In 1867, he was elected to the First Troop Philadelphia City Cavalry, the oldest continually-active military unit in the United States, and part of the Pennsylvania Army National Guard. He served as the troop's captain from 1889 to 1894. He wrote its centennial history in 1875. Forty years later, he revised and updated the history: Book of the First Troop, Philadelphia City Cavalry, 1774-1914 (1915).

In the late 1870s, he bought land in Merion, Pennsylvania, and built a mansion named "Red Slates". Inspired by the rare plants he observed at the Centennial Exposition, he collected over 200 specimens of plants and turned his property into an arboretum. In 1901, he married Caroline Alice Yates.

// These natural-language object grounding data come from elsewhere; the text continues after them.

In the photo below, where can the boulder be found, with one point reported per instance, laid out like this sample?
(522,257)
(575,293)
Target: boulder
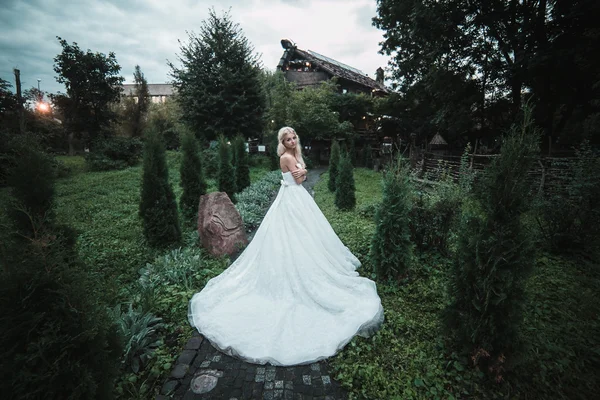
(220,226)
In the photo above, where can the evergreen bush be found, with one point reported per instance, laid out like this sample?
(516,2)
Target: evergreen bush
(345,192)
(391,252)
(334,160)
(59,341)
(158,207)
(192,177)
(226,171)
(495,253)
(242,168)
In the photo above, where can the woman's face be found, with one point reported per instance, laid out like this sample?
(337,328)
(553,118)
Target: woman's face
(290,140)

In 1922, he sold the estate to Dr. Albert C. Barnes, and he and his wife moved to a smaller house on the property. Barnes demolished the mansion to build his art gallery, but preserved the arboretum. Wilson served as the arboretum's first director and as a Barnes Foundation trustee, until his death. Barnes named the road in front of the property Lapsley Lane in honor of Wilson. Some of trees planted by Wilson trees still survive at the Arboretum of the Barnes Foundation.

He was a member of the Pennsylvania Commandery of the Military Order of the Loyal Legion of the United States, the Pennsylvania Horticultural Society, the Radnor Hunt Club, the Union League of Philadelphia and the National Republican League. He was a member of the Indian Rights Association, and opposed American imperialism.

He died on April 12, 1928, and was interred at Laurel Hill Cemetery in Philadelphia.